Comment 13 for bug 1243156

Revision history for this message
Przemek (pmalkowski) wrote :

First let me apologize - I mixed INSERT IGNORE with INSERT DELAYED which was the case in lp:1236378, so please discard my last comment.

From the wsrep status on this node it is not clear why it is stuck. Can you enable the wsrep_log_conflicts and wsrep_debug to see if anything interesting gets logged?
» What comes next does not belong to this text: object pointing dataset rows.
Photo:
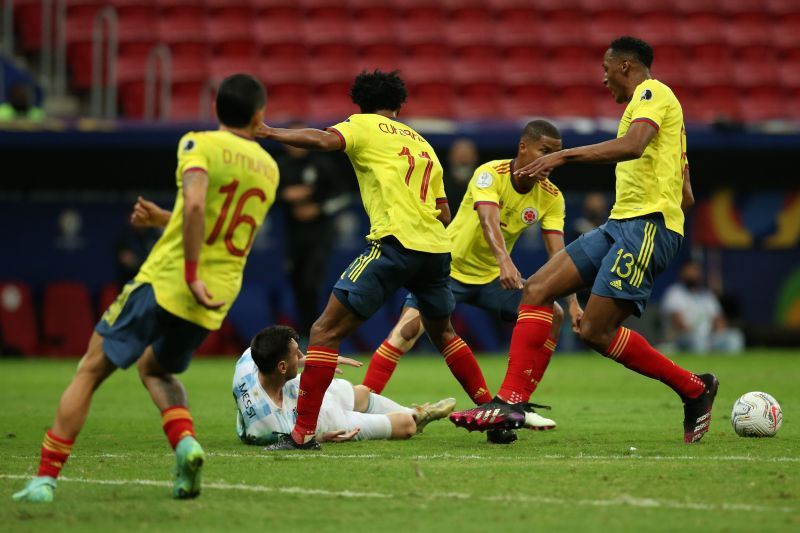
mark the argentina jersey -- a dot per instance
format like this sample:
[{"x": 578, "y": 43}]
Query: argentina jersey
[{"x": 258, "y": 416}]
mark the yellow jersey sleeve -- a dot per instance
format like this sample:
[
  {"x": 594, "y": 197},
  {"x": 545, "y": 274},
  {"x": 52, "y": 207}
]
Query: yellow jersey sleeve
[
  {"x": 191, "y": 154},
  {"x": 553, "y": 217},
  {"x": 351, "y": 134},
  {"x": 485, "y": 187},
  {"x": 650, "y": 105}
]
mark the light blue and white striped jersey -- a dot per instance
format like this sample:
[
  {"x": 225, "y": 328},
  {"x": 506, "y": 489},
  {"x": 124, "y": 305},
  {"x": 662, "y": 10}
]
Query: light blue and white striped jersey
[{"x": 258, "y": 415}]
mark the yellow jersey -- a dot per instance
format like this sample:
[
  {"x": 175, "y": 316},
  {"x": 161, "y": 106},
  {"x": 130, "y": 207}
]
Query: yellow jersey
[
  {"x": 654, "y": 182},
  {"x": 473, "y": 261},
  {"x": 242, "y": 179},
  {"x": 400, "y": 180}
]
Also the longest transaction is interesting:
---TRANSACTION 9DC96209B, ACTIVE 148 sec inserting
mysql tables in use 1, locked 1
LOCK WAIT 937 lock struct(s), heap size 129464, 15880 row lock(s), undo log entries 4078
MySQL thread id 2175, OS thread handle 0x7f50f510d700, query id 4179022 192.168.0.215 fbhub update
INSERT IGNORE INTO arts_deploy VALUES('119704','312','2013-01-01 00:00:00','0.99847')
------- TRX HAS BEEN WAITING 12 SEC FOR THIS LOCK TO BE GRANTED:
RECORD LOCKS space id 12856 page no 2176 n bits 520 index `PRIMARY` of table `lib_area_100`.`arts_deploy` trx id 9DC96209B lock mode S locks rec but not gap waiting
------------------
TABLE LOCK table `lib_area_100`.`tasty_arts` trx id 9DC96209B lock mode IX
RECORD LOCKS space id 474 page no 1523461 n bits 384 index `uaf` of table `lib_area_100`.`tasty_arts` trx id 9DC96209B lock_mode X locks rec but not gap
TABLE LOCK table `lib_area_100`.`spam_hits` trx id 9DC96209B lock mode IX
TABLE LOCK table `lib_area_100`.`spam_packs` trx id 9DC96209B lock mode IS
RECORD LOCKS space id 52 page no 4234 n bits 208 index `PRIMARY` of table `lib_area_100`.`spam_packs` trx id 9DC96209B lock mode S locks rec but not gap
TABLE LOCK table `lib_area_100`.`users` trx id 9DC96209B lock mode IS
RECORD LOCKS space id 12854 page no 5861 n bits 112 index `PRIMARY` of table `lib_area_100`.`users` trx id 9DC96209B lock mode S locks rec but not gap
TABLE LOCK table `lib_area_100`.`spam_hits_pj` trx id 9DC96209B lock mode IX
TABLE LOCK table `lib_area_100`.`spam_tickets` trx id 9DC96209B lock mode IX
RECORD LOCKS space id 10 page no 256253 n bits 296 index `PRIMARY` of table `lib_area_100`.`spam_tickets` trx id 9DC96209B lock_mode X locks rec but not gap

Can you outline what operations were made in this transaction prior to this stuck INSERT INGORE? And can you give all the involved tables definitions?

Also I would like to see "show status like 'ws%'; also from at least one other node during the problem is happening.
So you are saying the whole cluster gets stuck, but restarting just one node restores it? How do you know which node to restart then?